Dziś będę mówił, o tym jak przekroczyć budżet 15 razy i dostać za to prestiżową nagrodę. Jak wywalić ponad pół miliarda dolarów na coś, co wydawało się sukcesem na początku i o kilku innych wpadkach. Jeśli myślicie, że w Waszych projektach jest ciężko, to posłuchajcie tych kilku historii ;)
Port lotniczy Denver
Zaczniemy od case`u, który może się wam kojarzyć z naszym lotniskiem w Radomiu. Wyobraź sobie sytuację, że jesteś sponsorem projektu, siedzisz w biurze, pijesz kawę. Przychodzi do Ciebie nagle gość i mówi, że zaczęli już budować budynki na lotnisku, ale jest propozycja, żeby je odrobinę przebudować. Wtedy system bagaży, który chcieliśmy zbudować będzie działać trochę lepiej i wózki na siebie nie będą wpadać. Mówisz ok, pomysł wydaje się sensowny, ile mnie to będzie kosztować? Tylko 100 milionów dolarów pada odpowiedź. Co byś zrobił? Odesłał gościa na drzewo czy się zgodził? Okazuje się że trzeba było brać bo te 100 milionów dolarów to w promocji, ale o tym za chwilę.

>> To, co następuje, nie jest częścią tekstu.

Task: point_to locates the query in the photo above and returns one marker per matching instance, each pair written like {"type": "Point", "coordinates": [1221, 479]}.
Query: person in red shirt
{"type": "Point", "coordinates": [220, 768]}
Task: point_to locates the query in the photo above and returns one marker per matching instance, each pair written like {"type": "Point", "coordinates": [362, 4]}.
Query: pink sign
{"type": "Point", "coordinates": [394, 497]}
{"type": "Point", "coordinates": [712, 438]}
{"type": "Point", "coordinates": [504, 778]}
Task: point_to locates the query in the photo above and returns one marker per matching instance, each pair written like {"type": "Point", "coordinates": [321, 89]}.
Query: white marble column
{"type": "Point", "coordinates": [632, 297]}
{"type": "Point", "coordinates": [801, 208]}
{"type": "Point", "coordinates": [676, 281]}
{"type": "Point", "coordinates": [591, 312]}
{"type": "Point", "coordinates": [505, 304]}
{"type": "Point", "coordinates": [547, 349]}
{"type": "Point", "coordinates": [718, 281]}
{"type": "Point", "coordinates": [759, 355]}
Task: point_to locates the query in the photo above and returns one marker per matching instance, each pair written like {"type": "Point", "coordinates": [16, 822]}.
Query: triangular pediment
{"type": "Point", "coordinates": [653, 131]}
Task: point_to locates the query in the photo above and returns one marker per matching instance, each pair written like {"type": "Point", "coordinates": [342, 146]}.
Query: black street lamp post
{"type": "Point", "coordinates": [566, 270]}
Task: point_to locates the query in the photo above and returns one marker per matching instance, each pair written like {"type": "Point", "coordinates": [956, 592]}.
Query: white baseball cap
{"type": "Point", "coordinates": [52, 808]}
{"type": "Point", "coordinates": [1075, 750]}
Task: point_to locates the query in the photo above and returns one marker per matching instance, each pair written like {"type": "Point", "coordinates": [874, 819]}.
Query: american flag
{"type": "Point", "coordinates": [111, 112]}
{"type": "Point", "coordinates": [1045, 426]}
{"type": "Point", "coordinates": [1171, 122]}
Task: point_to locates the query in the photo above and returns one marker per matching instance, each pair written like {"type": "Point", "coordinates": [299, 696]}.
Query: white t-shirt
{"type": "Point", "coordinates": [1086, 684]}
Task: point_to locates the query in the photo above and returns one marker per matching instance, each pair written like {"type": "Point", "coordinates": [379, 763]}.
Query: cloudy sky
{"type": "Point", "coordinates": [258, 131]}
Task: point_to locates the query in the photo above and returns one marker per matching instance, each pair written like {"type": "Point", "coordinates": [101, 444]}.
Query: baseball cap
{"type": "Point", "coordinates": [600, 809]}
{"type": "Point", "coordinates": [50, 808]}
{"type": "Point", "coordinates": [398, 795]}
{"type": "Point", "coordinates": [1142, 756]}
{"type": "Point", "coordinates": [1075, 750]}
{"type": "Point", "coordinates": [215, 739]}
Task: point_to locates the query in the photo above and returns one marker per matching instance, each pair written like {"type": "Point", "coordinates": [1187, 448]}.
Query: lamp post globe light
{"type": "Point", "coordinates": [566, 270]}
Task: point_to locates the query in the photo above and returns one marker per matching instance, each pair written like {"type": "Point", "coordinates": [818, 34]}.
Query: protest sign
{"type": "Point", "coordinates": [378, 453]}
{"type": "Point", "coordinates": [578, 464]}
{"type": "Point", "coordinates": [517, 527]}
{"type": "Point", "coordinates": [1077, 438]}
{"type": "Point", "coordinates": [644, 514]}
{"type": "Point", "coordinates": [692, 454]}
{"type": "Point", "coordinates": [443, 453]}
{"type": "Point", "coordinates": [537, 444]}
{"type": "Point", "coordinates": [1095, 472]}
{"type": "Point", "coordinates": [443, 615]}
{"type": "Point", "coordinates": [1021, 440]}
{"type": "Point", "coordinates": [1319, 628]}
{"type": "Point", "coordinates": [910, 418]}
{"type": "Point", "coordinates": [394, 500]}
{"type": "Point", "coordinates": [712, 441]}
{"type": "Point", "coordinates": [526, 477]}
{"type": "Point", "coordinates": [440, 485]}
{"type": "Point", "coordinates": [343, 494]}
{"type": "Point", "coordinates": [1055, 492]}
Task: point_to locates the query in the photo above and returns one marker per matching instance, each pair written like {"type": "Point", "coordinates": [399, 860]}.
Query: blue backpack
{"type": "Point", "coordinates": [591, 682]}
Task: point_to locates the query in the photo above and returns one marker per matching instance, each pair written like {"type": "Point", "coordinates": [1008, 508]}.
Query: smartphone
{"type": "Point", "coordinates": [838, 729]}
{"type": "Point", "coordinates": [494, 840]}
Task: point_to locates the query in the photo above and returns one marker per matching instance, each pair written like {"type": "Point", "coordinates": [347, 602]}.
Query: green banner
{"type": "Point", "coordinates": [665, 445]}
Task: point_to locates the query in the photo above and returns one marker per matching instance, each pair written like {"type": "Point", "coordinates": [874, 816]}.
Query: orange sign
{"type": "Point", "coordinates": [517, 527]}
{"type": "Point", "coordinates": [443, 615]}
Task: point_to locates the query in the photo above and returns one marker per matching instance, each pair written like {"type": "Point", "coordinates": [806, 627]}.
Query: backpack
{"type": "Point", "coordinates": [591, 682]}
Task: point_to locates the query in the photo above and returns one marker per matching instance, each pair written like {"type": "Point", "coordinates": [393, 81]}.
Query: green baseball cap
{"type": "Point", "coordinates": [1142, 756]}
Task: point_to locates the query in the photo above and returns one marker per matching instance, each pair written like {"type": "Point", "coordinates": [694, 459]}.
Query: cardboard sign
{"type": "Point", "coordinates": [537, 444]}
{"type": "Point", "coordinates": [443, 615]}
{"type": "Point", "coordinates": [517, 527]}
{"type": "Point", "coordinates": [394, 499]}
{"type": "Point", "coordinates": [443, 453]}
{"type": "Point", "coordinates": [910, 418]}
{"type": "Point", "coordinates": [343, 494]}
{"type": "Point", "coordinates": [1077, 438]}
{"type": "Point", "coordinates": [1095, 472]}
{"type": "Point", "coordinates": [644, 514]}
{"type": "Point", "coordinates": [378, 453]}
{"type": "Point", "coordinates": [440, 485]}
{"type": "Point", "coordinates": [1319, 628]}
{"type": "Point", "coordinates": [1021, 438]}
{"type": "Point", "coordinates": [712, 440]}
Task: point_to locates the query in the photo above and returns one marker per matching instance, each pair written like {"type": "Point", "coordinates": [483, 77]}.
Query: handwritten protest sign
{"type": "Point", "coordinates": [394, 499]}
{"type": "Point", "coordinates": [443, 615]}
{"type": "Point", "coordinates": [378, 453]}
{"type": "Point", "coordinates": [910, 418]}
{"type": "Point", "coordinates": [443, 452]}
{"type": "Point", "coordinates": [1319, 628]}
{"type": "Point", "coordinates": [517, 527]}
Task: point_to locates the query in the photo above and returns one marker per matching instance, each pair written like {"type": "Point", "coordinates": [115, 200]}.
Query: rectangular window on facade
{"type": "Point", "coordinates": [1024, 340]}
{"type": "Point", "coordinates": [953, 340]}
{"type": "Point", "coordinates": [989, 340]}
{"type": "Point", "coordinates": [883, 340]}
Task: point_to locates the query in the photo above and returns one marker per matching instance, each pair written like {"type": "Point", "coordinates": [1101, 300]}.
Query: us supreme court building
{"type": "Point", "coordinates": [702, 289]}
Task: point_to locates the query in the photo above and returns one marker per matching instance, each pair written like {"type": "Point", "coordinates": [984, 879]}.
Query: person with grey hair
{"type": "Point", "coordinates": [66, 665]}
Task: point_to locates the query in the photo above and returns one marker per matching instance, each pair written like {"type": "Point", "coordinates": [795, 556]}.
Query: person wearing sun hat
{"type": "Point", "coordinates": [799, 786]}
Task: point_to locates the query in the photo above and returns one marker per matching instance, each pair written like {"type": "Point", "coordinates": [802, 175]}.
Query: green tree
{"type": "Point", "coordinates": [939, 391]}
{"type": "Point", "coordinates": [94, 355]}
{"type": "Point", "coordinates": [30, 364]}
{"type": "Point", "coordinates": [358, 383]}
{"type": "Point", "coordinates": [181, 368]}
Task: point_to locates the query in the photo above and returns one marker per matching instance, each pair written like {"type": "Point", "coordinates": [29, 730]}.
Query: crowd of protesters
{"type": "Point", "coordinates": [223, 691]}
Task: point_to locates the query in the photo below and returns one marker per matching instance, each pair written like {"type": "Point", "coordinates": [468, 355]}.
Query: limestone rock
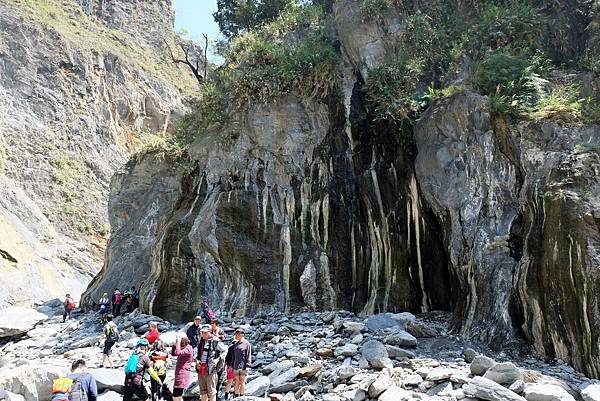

Lotnisko w Denver to dużo większy radom, to 140 km kwadratowych, ponad 50 mln pasażerów obsługiwanych rocznie. To jedna z podstawowych różnic pomiędzy Denver a Radomiem. To jedno z największych lotnisk w Stanach. Miało zasłynąć super zintegrowanym systemem obsługi bagażu. System miał być najwydajniejszy, najnowocześniejszy na świecie, założenia były niezłe. Wszystkie trzy terminale lotniska miały być obsługiwane przez system przesyłania bagażu. Dzięki temu dałoby się skrócić czas obsługi samolotu do 30 min, obniżyć koszty i zmniejszyć ilość zatrudnionych osób. Problem polegał na tym, że system zaczęto budować zanim do końca go zaprojektowano. Stąd pomysł z przebudową budynków. Doprowadziło to do poważnych problemów. Wynikiem zamieszania było to, że lotnisko przez 16 miesięcy nie mogło funkcjonować, a każdy dzień kosztował 1 mln 100 tys dolarów co przełożyło się na ponad 560 mln przekroczonego budżetu. Totalna katastrofa. Te 100 mln, o których była mowa na początku faktycznie z tej perspektywy wydaje się promocją.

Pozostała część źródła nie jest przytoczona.